The orientation program, called Lynx Orientation, offers three separate opportunities in June to come to campus and stay overnight. Incoming students are split into teams and their daily activities are coordinated by trained undergraduate Orientation Leaders, who are also charged with facilitating team-building and answering questions about Lesley.

“In this day and age, students of all abilities are together through high school, and for the most part, students coming into college have been around peers of all different types of diversity all along,” said Streit. “For the incoming undergrads and for the Threshold students, it totally makes sense.”

The inclusivity extended to Threshold parents, who had the opportunity to participate in information sessions as well as a panel discussion specifically designed for the program where Threshold alumni parents fielded questions and spoke about their experiences.

“I think parents really felt like a part of the community,” said Streit, who was also Threshold’s first director of Alumni Programs. “New parents were able to ask alumni parents about what they went through and they loved that. It was nice because the staff can reassure them all we want, but it’s that much better to hear it from someone who’s gone through it.”

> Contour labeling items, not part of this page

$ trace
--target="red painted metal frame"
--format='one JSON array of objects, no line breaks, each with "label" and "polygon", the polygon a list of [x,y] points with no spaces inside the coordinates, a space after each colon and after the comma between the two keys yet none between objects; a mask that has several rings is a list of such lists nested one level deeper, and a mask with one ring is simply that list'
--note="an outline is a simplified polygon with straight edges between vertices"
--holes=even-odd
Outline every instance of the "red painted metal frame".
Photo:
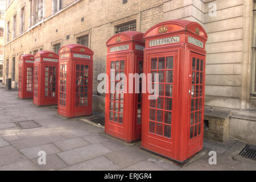
[{"label": "red painted metal frame", "polygon": [[[55,68],[55,71],[51,71],[52,77],[49,76],[49,68]],[[48,71],[47,71],[48,70]],[[35,55],[34,81],[33,104],[37,106],[54,105],[57,104],[59,55],[51,51],[43,51],[37,52]],[[54,76],[55,82],[54,86]],[[48,81],[46,82],[46,80]],[[52,86],[50,87],[49,84]],[[48,86],[46,85],[48,84]],[[50,88],[52,91],[47,89]],[[55,89],[53,90],[52,89]],[[49,91],[49,92],[48,92]],[[51,93],[51,96],[48,96]]]},{"label": "red painted metal frame", "polygon": [[[113,121],[115,120],[114,118],[113,121],[111,121],[110,119],[110,103],[111,102],[110,93],[110,64],[113,61],[125,61],[124,72],[127,77],[127,82],[128,82],[129,74],[133,75],[139,73],[139,61],[143,62],[143,49],[138,50],[138,48],[136,49],[136,45],[139,46],[141,48],[144,48],[144,42],[143,37],[143,33],[137,31],[126,31],[114,35],[106,42],[108,47],[106,73],[109,78],[109,90],[107,91],[109,93],[106,94],[105,96],[105,131],[109,135],[128,142],[131,142],[141,138],[142,125],[141,122],[137,122],[139,96],[138,93],[134,93],[135,84],[134,83],[133,93],[123,94],[122,123],[120,123],[119,121],[117,122],[114,122]],[[124,45],[129,45],[129,49],[119,51],[110,51],[110,48]],[[141,71],[141,72],[142,72],[143,70]],[[128,85],[128,84],[125,85],[124,90],[127,90],[127,93],[129,92],[129,85]],[[115,96],[114,96],[114,97]],[[119,100],[118,101],[120,101],[120,100]],[[120,105],[119,105],[119,107]],[[120,108],[118,108],[118,113],[120,113]],[[114,107],[112,112],[114,117],[114,110],[115,108]]]},{"label": "red painted metal frame", "polygon": [[[21,55],[19,61],[18,97],[19,98],[32,98],[34,55]],[[31,75],[28,75],[28,72],[31,72]],[[31,80],[30,82],[28,80]]]},{"label": "red painted metal frame", "polygon": [[[159,30],[162,27],[166,27],[167,32],[160,34]],[[179,42],[149,46],[150,40],[174,36],[179,36]],[[203,42],[203,48],[189,43],[188,36]],[[199,24],[188,20],[177,20],[155,25],[144,34],[144,38],[146,45],[144,55],[145,73],[150,73],[151,58],[173,56],[174,59],[171,138],[164,137],[163,134],[160,136],[149,132],[150,101],[148,100],[149,94],[147,93],[143,97],[142,147],[180,163],[184,163],[191,156],[203,149],[206,55],[205,45],[207,35]],[[201,134],[191,139],[191,96],[189,90],[191,91],[192,89],[192,57],[204,60],[204,80]]]},{"label": "red painted metal frame", "polygon": [[[59,81],[60,89],[59,89],[58,94],[58,114],[67,118],[92,115],[93,52],[89,48],[81,45],[69,44],[61,47],[59,51],[59,53],[60,73],[59,76],[60,78]],[[84,57],[84,58],[74,56],[74,54],[80,57]],[[76,66],[81,68],[80,67],[81,65],[83,68],[85,68],[86,66],[86,71],[84,72],[76,72]],[[82,80],[86,81],[86,83],[83,85],[86,86],[80,86],[83,87],[83,89],[86,87],[88,89],[86,92],[83,90],[84,91],[80,93],[78,92],[79,90],[76,90],[77,88],[80,88],[77,84],[80,78],[77,79],[76,72],[77,74],[80,74],[79,78],[82,76],[81,73],[86,74],[86,78],[84,77],[84,80]],[[79,100],[80,98],[77,98],[77,97],[80,98],[80,95],[77,96],[77,94],[81,93],[84,94],[83,99],[87,98],[82,100],[82,102],[80,102],[81,100]],[[87,96],[85,96],[85,94],[87,94]],[[82,103],[83,105],[80,105],[79,104],[79,106],[76,105],[77,102],[79,104]],[[87,102],[87,105],[85,104],[86,102]]]}]

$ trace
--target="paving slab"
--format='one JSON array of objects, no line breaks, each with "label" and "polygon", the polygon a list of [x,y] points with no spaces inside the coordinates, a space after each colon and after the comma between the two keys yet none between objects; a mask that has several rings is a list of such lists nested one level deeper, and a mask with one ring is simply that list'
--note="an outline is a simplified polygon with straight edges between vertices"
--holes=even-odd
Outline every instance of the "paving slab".
[{"label": "paving slab", "polygon": [[90,144],[90,143],[85,141],[81,138],[70,139],[68,140],[55,142],[53,143],[63,151],[80,148]]},{"label": "paving slab", "polygon": [[123,168],[137,163],[150,158],[149,154],[131,147],[105,155],[106,158]]},{"label": "paving slab", "polygon": [[87,135],[82,136],[82,138],[84,139],[85,140],[88,141],[90,143],[101,143],[109,140],[109,138],[106,136],[98,135]]},{"label": "paving slab", "polygon": [[149,161],[142,161],[122,171],[166,171],[164,168]]},{"label": "paving slab", "polygon": [[117,171],[122,167],[104,156],[69,166],[61,171]]},{"label": "paving slab", "polygon": [[114,151],[122,150],[127,147],[124,142],[118,141],[115,139],[104,141],[100,143]]},{"label": "paving slab", "polygon": [[40,171],[40,168],[28,159],[20,160],[0,167],[0,171]]},{"label": "paving slab", "polygon": [[10,127],[17,127],[14,123],[0,123],[0,129],[7,129]]},{"label": "paving slab", "polygon": [[47,144],[40,146],[21,149],[19,151],[30,159],[38,158],[39,151],[45,151],[47,155],[60,152],[60,150],[52,143]]},{"label": "paving slab", "polygon": [[7,142],[12,142],[18,140],[19,139],[16,133],[12,133],[10,134],[3,135],[1,136]]},{"label": "paving slab", "polygon": [[53,171],[61,169],[68,166],[56,154],[47,155],[46,156],[46,165],[39,165],[38,158],[32,160],[33,163],[43,171]]},{"label": "paving slab", "polygon": [[39,136],[10,142],[11,144],[17,149],[38,146],[47,143],[59,142],[65,139],[60,135]]},{"label": "paving slab", "polygon": [[10,143],[0,138],[0,147],[9,146]]},{"label": "paving slab", "polygon": [[0,166],[24,159],[26,157],[11,146],[0,148]]},{"label": "paving slab", "polygon": [[67,164],[72,165],[111,152],[112,150],[100,144],[94,144],[60,152],[57,155]]}]

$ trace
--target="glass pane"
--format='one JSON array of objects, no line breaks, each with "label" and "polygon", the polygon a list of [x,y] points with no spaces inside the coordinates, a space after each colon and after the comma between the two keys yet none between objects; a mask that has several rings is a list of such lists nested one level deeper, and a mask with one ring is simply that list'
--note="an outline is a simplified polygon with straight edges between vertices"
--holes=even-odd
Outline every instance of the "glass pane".
[{"label": "glass pane", "polygon": [[200,71],[201,72],[203,72],[204,71],[204,60],[201,60]]},{"label": "glass pane", "polygon": [[150,100],[150,107],[155,108],[156,100]]},{"label": "glass pane", "polygon": [[149,122],[149,132],[151,133],[155,133],[155,123],[154,122]]},{"label": "glass pane", "polygon": [[157,69],[158,59],[156,58],[151,59],[151,69]]},{"label": "glass pane", "polygon": [[166,60],[166,69],[174,69],[174,57],[168,57]]},{"label": "glass pane", "polygon": [[109,112],[109,120],[113,121],[113,112]]},{"label": "glass pane", "polygon": [[172,83],[172,76],[173,71],[166,71],[166,82],[167,83]]},{"label": "glass pane", "polygon": [[193,57],[192,59],[192,70],[196,70],[196,59]]},{"label": "glass pane", "polygon": [[160,57],[158,61],[158,69],[164,69],[166,67],[164,57]]},{"label": "glass pane", "polygon": [[164,123],[169,125],[172,124],[172,113],[164,111]]},{"label": "glass pane", "polygon": [[163,83],[164,82],[164,72],[159,71],[158,72],[159,77],[159,83]]},{"label": "glass pane", "polygon": [[193,138],[193,127],[190,127],[190,139]]},{"label": "glass pane", "polygon": [[190,125],[193,125],[194,124],[194,113],[191,113],[190,116]]},{"label": "glass pane", "polygon": [[163,109],[163,97],[158,97],[158,109]]},{"label": "glass pane", "polygon": [[171,138],[171,126],[164,125],[164,136]]},{"label": "glass pane", "polygon": [[172,110],[172,99],[166,98],[166,110]]},{"label": "glass pane", "polygon": [[150,119],[152,121],[155,121],[155,110],[150,109]]},{"label": "glass pane", "polygon": [[156,134],[163,135],[163,125],[156,123]]},{"label": "glass pane", "polygon": [[110,110],[114,110],[114,102],[110,102]]},{"label": "glass pane", "polygon": [[166,96],[172,97],[172,85],[166,85]]},{"label": "glass pane", "polygon": [[121,70],[125,70],[125,61],[121,61]]},{"label": "glass pane", "polygon": [[197,125],[195,126],[194,136],[197,136]]},{"label": "glass pane", "polygon": [[191,111],[193,111],[195,110],[195,100],[191,100]]},{"label": "glass pane", "polygon": [[197,59],[196,60],[196,71],[200,71],[200,60]]},{"label": "glass pane", "polygon": [[119,114],[119,123],[121,124],[123,123],[123,115]]},{"label": "glass pane", "polygon": [[156,121],[160,122],[163,122],[163,111],[158,110],[157,110]]}]

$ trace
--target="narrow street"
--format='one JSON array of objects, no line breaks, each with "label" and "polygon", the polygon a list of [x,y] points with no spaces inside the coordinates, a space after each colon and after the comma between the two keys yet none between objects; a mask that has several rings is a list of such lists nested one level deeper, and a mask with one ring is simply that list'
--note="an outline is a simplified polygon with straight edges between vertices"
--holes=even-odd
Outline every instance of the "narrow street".
[{"label": "narrow street", "polygon": [[[246,144],[204,141],[204,149],[182,168],[133,144],[110,137],[104,129],[56,115],[56,106],[37,107],[17,91],[0,86],[0,170],[256,170],[256,162],[238,155]],[[84,121],[82,121],[84,120]],[[208,152],[217,154],[217,164]],[[46,153],[39,165],[38,152]]]}]

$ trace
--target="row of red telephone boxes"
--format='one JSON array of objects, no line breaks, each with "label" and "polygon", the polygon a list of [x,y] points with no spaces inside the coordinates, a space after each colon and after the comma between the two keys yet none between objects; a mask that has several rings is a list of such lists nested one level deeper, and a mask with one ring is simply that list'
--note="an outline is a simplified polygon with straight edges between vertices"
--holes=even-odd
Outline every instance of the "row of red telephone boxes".
[{"label": "row of red telephone boxes", "polygon": [[[142,147],[181,163],[202,150],[207,40],[199,24],[184,20],[109,39],[105,133],[129,142],[141,138]],[[57,104],[58,113],[68,118],[92,114],[93,55],[72,44],[59,55],[41,51],[20,56],[19,97],[33,97],[39,106]],[[150,87],[158,84],[156,97],[142,93],[141,80],[136,93],[134,84],[117,89],[124,80],[111,77],[143,73],[159,74],[147,81]],[[133,93],[125,92],[131,86]]]}]

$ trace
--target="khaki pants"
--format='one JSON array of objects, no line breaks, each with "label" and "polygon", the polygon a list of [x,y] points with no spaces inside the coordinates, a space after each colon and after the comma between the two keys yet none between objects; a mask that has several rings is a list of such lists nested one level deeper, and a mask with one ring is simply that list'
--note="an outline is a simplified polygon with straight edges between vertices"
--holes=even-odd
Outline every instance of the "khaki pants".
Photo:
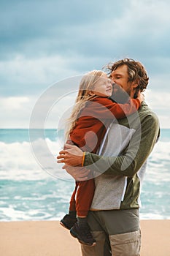
[{"label": "khaki pants", "polygon": [[88,223],[96,245],[81,245],[82,256],[139,256],[138,209],[90,211]]}]

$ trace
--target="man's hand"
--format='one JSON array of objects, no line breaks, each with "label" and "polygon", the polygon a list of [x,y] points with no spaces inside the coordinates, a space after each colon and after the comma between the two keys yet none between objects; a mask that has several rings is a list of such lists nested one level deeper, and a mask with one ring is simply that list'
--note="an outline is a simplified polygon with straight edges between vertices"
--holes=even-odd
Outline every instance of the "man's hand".
[{"label": "man's hand", "polygon": [[77,181],[84,181],[88,179],[90,170],[87,170],[84,167],[72,167],[65,165],[62,168],[65,169]]},{"label": "man's hand", "polygon": [[82,165],[83,152],[77,146],[65,144],[64,149],[59,152],[57,162],[64,162],[66,165],[77,166]]}]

With orientation behind them, Threshold students are staying connected to new friends via text and social media, and looking forward to the fall.

“I think having a summer orientation with the undergraduate students helped show our students that they are very much part of the Lesley community,” said Threshold Director of Residence Life and Student Services Susanne Carter. “We’ll continue to encourage our students to get involved with Lesley clubs and student organizations, attend events on campus with the undergraduate students, and audit more Lesley undergraduate classes.”